The extent of the problem
According to the Land Registry, property in around 5,300 parishes in England and Wales is subject to CRL. Not all affected property is close to the church.
Registration notices have been served on around 12,000 properties but many of those receiving them may not yet realise just how damaging they are likely to be to their property.
Only around 250 parishes have registered CRL. Another 5,000 parishes that are eligible to do so, did not register. In some cases this was for practical reasons, in others it appears to have been out of concern about the adverse impact of registration on those registered and the effect this would have on the church's reputation in their local community.
Further properties are potentially subject to CRL, despite being not being registered for CRL and therefore not having had any notification from the Land Registry.
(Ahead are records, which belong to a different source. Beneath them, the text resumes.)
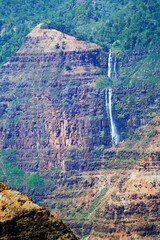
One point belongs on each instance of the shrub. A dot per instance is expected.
(68, 67)
(35, 180)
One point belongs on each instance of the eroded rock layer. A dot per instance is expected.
(123, 200)
(51, 112)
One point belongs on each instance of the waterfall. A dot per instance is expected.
(112, 65)
(113, 129)
(109, 63)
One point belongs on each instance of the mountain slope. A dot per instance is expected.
(122, 200)
(134, 23)
(20, 218)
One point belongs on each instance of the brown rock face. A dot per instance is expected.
(51, 112)
(123, 200)
(20, 218)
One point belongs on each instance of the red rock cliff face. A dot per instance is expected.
(51, 112)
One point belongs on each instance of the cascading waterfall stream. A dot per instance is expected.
(112, 73)
(112, 65)
(113, 129)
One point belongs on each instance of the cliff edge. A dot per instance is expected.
(20, 218)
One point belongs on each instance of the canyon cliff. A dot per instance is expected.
(20, 218)
(55, 135)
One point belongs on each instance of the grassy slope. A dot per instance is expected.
(134, 23)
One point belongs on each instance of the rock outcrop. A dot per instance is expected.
(51, 111)
(122, 200)
(21, 219)
(54, 128)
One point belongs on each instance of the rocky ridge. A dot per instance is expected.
(20, 218)
(121, 201)
(54, 128)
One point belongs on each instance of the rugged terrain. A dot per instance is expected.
(20, 218)
(55, 136)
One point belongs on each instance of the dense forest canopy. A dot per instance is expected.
(134, 23)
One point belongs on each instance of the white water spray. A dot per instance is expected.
(113, 129)
(112, 65)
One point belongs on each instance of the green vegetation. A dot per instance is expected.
(9, 169)
(121, 24)
(103, 82)
(68, 67)
(35, 181)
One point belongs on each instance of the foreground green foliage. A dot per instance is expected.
(125, 24)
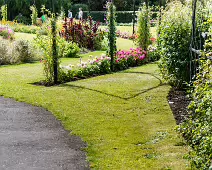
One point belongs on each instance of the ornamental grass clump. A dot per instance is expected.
(197, 129)
(99, 66)
(85, 33)
(174, 43)
(7, 33)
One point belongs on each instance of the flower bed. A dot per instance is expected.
(6, 32)
(99, 66)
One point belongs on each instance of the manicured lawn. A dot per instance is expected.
(123, 117)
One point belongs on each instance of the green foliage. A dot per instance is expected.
(121, 16)
(197, 130)
(34, 14)
(143, 32)
(174, 42)
(123, 60)
(85, 33)
(75, 9)
(22, 19)
(7, 33)
(111, 35)
(25, 52)
(67, 49)
(4, 12)
(15, 52)
(118, 137)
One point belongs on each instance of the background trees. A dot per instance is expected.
(16, 7)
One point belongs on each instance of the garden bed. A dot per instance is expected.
(179, 102)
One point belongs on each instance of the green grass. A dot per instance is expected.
(123, 117)
(24, 36)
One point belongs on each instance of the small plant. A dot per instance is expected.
(67, 49)
(174, 42)
(7, 33)
(24, 51)
(197, 130)
(143, 39)
(85, 33)
(99, 66)
(4, 13)
(34, 14)
(111, 35)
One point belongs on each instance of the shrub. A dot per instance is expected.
(34, 14)
(111, 34)
(4, 58)
(85, 33)
(24, 51)
(75, 9)
(7, 33)
(99, 66)
(22, 19)
(174, 42)
(143, 39)
(67, 49)
(16, 52)
(197, 130)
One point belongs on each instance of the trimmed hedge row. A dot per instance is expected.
(121, 16)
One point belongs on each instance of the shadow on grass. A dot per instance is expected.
(116, 96)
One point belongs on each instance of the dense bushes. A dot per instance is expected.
(197, 130)
(99, 66)
(174, 42)
(85, 33)
(143, 32)
(7, 33)
(16, 52)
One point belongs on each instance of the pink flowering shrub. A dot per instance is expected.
(7, 33)
(101, 65)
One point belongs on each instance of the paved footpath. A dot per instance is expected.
(32, 139)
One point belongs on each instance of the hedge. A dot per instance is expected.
(121, 16)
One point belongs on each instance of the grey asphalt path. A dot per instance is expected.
(32, 139)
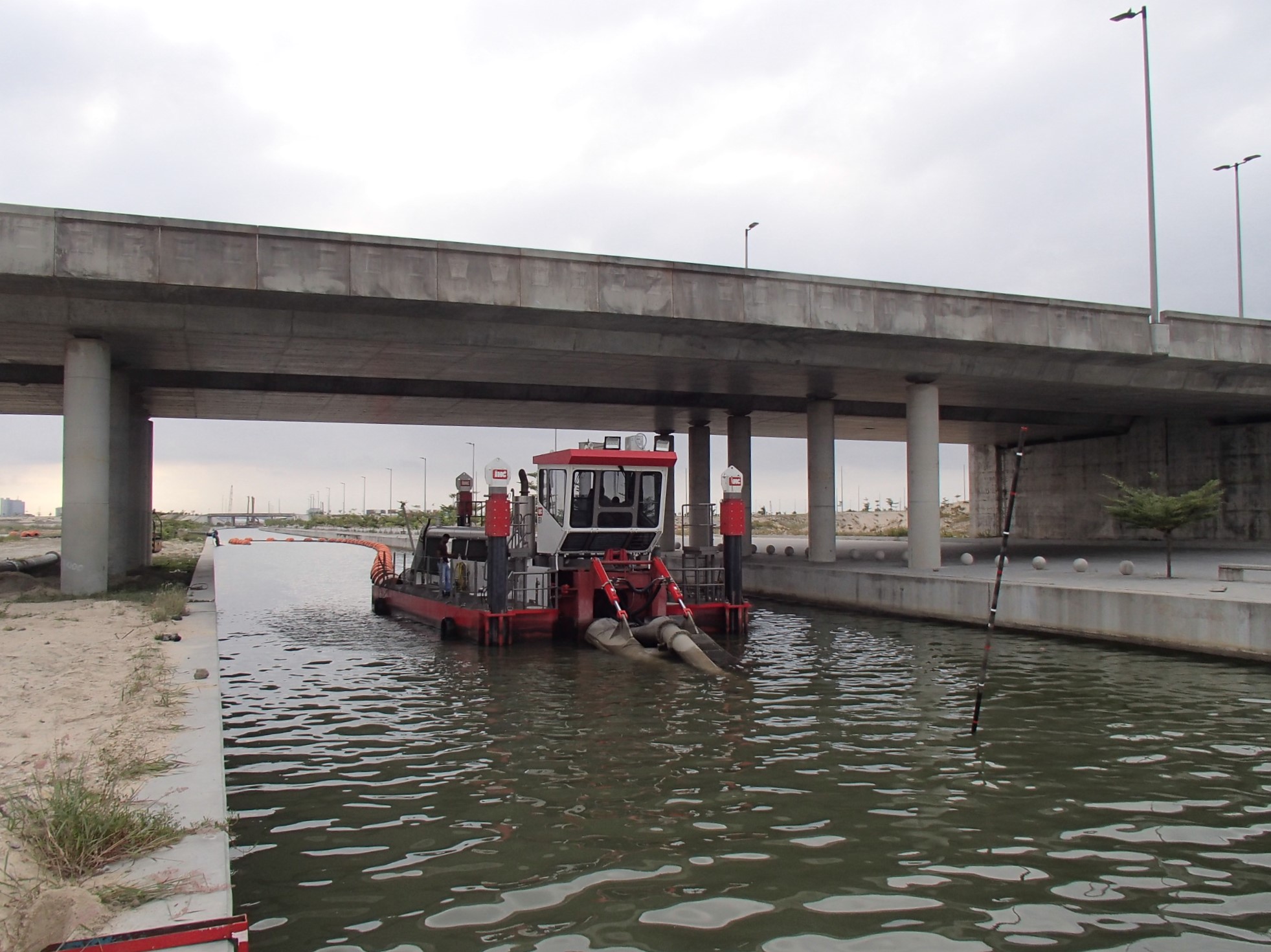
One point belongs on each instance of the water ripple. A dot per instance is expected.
(397, 793)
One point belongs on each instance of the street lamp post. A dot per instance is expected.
(1239, 253)
(1154, 318)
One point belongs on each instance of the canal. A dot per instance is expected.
(398, 793)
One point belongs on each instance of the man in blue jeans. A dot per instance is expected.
(444, 564)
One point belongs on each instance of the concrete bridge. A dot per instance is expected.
(113, 319)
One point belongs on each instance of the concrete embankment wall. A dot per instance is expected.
(195, 791)
(1063, 486)
(1215, 625)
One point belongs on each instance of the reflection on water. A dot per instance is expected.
(399, 793)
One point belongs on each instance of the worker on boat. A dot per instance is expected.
(444, 564)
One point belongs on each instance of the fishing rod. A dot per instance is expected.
(996, 584)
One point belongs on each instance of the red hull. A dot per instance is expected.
(528, 625)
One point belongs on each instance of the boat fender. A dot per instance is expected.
(682, 643)
(616, 637)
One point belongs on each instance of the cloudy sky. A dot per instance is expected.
(984, 144)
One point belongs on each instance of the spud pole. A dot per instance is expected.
(996, 584)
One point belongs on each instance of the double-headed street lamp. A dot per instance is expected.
(1239, 254)
(1154, 318)
(747, 234)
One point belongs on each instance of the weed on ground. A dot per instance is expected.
(75, 824)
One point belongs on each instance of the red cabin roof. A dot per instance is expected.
(608, 458)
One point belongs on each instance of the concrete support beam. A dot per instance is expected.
(699, 486)
(85, 467)
(923, 435)
(121, 522)
(820, 481)
(141, 483)
(669, 511)
(739, 457)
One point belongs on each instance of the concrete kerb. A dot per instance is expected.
(196, 790)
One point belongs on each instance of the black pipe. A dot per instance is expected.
(496, 573)
(30, 564)
(732, 570)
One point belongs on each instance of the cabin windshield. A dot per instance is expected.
(612, 498)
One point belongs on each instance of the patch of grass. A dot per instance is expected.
(130, 895)
(170, 601)
(75, 824)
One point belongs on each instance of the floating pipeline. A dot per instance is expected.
(381, 570)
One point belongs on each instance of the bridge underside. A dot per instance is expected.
(228, 355)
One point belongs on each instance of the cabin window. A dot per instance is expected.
(552, 493)
(583, 498)
(650, 500)
(617, 500)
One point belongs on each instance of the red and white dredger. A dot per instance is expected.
(576, 560)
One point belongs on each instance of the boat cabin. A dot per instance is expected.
(592, 500)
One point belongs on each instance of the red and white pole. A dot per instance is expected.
(464, 500)
(499, 527)
(732, 526)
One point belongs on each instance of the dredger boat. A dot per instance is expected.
(576, 559)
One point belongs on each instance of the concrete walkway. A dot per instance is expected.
(1193, 612)
(196, 790)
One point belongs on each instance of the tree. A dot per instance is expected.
(1147, 509)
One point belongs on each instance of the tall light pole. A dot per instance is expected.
(1239, 253)
(1154, 318)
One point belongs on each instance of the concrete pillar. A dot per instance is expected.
(669, 513)
(820, 481)
(699, 486)
(141, 481)
(923, 427)
(739, 457)
(85, 467)
(121, 523)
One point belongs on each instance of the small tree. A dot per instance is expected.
(1147, 509)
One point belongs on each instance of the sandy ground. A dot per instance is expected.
(79, 681)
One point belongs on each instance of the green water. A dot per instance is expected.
(394, 792)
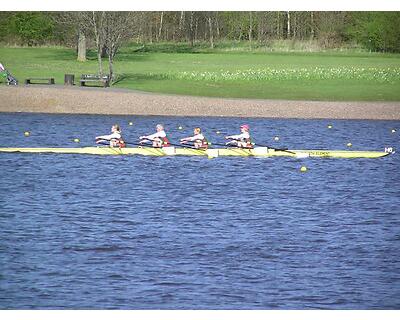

They are less likely to face a charge for CRL.
The liability of land registered with CRL continues with new owners, but where not registered for CRL it ceases with a sale, which may not be for many generations as transfers by inheritance, for example, do not bring the liability to an end.
Solutions, temporary and permanent
Since the Wallbank case, vendors have taken out insurance against purchasers' future liability. It has been relatively inexpensive but such cheap insurance is not available for properties that have been registered.
A statutory mechanism exists for CRL to be commuted or "compounded" by payment of a, probably substantial, amount to the diocese, but there are no known examples of this occurring and we are investigating the practicalities of such an exit route.
The National Secular Society has been working with parliamentarians, and at the top levels of the Ministry of Justice and the Church, to find solutions to the unfairness of CRL, that is causing so much distress. We want to see CRL abolished at the earliest moment.
We hope that you will help us in our efforts to abolish CRL by providing information about your own experiences so that the case we make will be as strong and accurate as possible.
Although we value the great contribution to our heritage that ancient churches make, it is completely unfair that money for repairing them can be demanded simply on the grounds of what the Law Commission describes as "anomalous, uncertain and obscure" law.
That's why it's time this ancient law was consigned to the annals of history where it belongs and a fairer way is found to preserve our common heritage.